I've never seen a good 'all powerful wizard' that 'makes the game no fun for mundanes'. The people that make the claim never seem to want to stat out said awesome wizard. They just throw the 'wizards are too powerful bomb' and then run away.
In a previous thread I challenged people whether they thought there was a level 15 fighter who's as much use as d3+1 augmented
Celestial Dire Tigers, d4+2 augmented
Celestial Anklyosauri, or d4+2
Bralani Azata - each able to lightning bolt. Because that's what
Summon Monster 7 will get you. Or a single standard action from a
Summoner two levels lower who's lost his most important class feature (the Eidolon). And it's known that Summoners are good in PF - but not as good as Wizards or Clerics - there are enough duels to prove that.

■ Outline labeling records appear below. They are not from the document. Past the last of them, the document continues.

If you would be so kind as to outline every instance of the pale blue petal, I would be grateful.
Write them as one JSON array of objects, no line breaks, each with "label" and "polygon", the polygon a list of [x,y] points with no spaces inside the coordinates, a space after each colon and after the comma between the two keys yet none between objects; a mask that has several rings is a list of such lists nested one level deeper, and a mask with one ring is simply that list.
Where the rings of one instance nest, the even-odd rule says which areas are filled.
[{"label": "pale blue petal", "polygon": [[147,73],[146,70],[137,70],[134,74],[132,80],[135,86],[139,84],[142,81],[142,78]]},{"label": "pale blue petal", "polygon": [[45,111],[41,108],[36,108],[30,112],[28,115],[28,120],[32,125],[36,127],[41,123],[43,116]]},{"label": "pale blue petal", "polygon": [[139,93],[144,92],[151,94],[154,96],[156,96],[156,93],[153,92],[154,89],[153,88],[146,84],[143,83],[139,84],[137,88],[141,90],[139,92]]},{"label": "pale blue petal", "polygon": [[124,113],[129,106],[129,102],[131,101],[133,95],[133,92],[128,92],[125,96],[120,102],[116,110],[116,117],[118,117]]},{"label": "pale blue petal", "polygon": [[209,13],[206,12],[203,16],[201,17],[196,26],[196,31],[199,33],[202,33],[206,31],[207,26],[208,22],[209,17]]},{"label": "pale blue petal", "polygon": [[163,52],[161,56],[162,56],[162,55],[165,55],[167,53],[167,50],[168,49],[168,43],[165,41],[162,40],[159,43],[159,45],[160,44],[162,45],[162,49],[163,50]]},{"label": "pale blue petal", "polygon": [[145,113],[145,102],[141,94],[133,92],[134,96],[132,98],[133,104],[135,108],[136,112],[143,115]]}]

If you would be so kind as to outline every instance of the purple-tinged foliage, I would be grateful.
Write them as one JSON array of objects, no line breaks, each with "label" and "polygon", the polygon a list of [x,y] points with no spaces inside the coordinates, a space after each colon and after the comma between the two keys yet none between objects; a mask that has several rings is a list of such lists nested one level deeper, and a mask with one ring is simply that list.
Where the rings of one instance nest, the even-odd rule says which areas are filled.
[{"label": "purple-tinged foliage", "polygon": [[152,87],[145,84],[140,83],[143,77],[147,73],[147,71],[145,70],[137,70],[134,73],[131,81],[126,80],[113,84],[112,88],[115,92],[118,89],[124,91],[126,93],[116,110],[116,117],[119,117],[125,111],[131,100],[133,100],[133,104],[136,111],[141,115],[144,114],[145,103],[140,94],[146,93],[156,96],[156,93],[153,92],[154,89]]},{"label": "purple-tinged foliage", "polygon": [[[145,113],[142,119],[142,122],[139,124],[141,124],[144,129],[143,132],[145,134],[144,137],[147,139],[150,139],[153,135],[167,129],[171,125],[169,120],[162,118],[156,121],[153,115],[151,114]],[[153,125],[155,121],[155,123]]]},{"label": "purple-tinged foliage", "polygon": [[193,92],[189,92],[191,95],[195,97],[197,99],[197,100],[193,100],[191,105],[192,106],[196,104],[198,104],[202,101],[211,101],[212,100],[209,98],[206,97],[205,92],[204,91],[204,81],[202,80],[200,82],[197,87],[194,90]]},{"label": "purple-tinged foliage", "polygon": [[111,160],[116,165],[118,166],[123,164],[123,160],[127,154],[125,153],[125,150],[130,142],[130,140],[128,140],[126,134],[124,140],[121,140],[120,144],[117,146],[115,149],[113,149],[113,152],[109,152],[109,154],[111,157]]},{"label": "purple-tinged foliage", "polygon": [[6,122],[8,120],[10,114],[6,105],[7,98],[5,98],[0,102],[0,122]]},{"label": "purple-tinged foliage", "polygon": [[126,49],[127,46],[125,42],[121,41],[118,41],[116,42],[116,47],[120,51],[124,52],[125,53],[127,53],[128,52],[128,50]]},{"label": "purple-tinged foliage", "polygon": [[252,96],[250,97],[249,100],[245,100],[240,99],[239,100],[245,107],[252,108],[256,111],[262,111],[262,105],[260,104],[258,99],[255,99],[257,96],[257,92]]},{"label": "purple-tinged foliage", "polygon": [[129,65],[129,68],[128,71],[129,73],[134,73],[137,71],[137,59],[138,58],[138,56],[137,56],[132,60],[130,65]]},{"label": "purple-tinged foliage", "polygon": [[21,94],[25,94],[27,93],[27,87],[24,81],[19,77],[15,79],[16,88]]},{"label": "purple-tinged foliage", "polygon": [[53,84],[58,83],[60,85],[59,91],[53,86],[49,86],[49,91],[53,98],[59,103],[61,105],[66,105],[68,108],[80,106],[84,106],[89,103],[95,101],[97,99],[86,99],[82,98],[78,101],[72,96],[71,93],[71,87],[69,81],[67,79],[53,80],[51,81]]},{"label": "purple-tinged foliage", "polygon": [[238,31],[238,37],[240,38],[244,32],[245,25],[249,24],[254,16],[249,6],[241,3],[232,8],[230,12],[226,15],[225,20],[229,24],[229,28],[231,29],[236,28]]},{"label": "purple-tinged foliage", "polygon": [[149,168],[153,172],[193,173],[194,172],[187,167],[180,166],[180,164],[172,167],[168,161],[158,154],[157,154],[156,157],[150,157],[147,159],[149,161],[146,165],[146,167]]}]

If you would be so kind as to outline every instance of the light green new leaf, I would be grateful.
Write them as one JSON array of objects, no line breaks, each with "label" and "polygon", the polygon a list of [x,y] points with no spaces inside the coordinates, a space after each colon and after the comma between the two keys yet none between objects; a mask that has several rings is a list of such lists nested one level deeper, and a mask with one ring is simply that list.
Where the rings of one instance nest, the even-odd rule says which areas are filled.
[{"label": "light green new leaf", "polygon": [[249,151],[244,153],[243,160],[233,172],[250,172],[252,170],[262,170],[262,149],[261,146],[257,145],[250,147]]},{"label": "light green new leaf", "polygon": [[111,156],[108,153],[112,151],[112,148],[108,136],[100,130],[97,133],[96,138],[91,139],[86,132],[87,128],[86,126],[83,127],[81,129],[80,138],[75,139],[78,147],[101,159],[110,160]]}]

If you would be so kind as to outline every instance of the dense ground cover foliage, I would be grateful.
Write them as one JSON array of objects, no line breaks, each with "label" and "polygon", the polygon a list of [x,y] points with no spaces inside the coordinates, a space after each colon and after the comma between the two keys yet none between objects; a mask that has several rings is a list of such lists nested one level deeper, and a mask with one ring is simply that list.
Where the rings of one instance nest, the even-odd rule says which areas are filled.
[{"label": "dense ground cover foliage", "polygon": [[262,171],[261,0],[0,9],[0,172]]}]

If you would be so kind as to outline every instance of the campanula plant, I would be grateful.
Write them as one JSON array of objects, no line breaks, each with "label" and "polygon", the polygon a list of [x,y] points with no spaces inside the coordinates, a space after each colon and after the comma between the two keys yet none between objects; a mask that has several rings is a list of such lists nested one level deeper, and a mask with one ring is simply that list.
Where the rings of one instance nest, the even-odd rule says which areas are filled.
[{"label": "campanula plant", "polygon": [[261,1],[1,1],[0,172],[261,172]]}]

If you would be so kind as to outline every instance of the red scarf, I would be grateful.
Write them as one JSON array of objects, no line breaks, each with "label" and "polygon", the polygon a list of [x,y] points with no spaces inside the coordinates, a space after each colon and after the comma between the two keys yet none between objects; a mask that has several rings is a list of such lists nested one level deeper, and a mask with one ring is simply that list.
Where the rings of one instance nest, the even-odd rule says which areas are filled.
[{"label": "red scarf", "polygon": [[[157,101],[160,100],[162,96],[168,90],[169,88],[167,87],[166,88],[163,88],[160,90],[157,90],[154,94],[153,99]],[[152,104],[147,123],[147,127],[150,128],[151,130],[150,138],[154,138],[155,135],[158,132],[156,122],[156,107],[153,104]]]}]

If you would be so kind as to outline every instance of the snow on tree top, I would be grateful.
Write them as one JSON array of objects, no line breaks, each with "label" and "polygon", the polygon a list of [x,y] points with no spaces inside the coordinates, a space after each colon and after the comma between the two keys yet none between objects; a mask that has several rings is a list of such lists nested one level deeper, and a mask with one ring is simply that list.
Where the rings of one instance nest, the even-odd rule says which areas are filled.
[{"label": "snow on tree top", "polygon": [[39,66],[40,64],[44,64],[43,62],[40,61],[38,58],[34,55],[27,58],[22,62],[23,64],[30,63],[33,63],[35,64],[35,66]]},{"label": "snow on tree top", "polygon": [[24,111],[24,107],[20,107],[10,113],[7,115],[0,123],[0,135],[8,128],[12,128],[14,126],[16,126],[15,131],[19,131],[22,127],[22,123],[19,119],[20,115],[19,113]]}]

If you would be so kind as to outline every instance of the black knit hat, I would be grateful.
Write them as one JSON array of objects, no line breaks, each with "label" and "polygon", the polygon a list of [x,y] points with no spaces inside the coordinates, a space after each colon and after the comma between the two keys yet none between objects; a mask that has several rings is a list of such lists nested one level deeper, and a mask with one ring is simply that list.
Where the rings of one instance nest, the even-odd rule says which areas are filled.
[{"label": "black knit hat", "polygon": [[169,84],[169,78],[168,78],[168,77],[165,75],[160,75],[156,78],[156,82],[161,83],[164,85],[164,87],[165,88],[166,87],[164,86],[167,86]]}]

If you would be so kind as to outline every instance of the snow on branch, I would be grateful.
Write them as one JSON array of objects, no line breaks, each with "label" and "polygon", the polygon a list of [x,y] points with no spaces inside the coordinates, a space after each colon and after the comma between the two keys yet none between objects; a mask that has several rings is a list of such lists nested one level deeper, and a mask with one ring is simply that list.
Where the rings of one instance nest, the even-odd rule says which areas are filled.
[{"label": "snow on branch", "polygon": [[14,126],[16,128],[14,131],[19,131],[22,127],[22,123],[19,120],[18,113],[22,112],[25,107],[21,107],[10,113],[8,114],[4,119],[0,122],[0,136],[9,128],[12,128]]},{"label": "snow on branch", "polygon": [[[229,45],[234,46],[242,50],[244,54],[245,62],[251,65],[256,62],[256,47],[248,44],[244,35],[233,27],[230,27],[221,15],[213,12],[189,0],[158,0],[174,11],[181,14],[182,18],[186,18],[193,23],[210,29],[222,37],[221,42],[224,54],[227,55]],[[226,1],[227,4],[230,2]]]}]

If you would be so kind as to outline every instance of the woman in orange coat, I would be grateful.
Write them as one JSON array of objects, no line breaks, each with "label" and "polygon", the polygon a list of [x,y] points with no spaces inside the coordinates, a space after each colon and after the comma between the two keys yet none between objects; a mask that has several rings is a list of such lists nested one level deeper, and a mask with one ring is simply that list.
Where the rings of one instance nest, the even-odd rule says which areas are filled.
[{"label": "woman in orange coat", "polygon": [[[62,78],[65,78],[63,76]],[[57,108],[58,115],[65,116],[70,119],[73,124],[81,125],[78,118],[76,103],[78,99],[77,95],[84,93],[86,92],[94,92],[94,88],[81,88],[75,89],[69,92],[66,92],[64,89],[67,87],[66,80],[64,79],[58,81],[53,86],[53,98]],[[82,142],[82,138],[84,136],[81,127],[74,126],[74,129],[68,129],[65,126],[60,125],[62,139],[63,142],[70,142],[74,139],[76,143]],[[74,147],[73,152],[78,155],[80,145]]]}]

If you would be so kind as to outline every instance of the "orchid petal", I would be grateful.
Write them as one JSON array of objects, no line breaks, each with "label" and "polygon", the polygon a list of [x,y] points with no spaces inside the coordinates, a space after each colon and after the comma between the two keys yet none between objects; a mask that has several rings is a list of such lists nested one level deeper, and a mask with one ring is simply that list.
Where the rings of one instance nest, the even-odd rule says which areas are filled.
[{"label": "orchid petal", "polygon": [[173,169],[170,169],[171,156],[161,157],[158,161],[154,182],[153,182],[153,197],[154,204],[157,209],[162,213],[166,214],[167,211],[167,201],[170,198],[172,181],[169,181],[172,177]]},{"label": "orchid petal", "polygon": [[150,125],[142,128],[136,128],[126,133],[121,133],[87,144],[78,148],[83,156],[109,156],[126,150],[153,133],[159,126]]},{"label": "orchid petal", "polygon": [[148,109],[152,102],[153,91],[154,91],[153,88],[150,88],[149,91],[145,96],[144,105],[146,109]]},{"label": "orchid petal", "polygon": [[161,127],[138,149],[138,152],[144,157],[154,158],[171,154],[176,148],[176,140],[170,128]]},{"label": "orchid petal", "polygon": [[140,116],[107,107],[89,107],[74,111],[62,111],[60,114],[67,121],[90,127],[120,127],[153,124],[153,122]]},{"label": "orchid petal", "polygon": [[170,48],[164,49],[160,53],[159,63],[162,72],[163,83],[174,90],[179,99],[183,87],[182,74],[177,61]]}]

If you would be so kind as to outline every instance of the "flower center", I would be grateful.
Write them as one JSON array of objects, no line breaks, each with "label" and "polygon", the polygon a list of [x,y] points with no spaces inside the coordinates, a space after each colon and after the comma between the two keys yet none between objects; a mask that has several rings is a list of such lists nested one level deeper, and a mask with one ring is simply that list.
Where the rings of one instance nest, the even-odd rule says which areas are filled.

And there have been enough arena duels involving fighters. It used to be quite the sport on the WoTC boards. The fighters lost there too above above about 6th level unless they won initiative and were able to one-shot the wizards. And the wizards weren't pre-buffed to be hard to get at.
Your challenge has been asked and answered. Many, many times.
As for no fun, that's the problem. Some of us
want to play wizards. And we're disappointed we can't.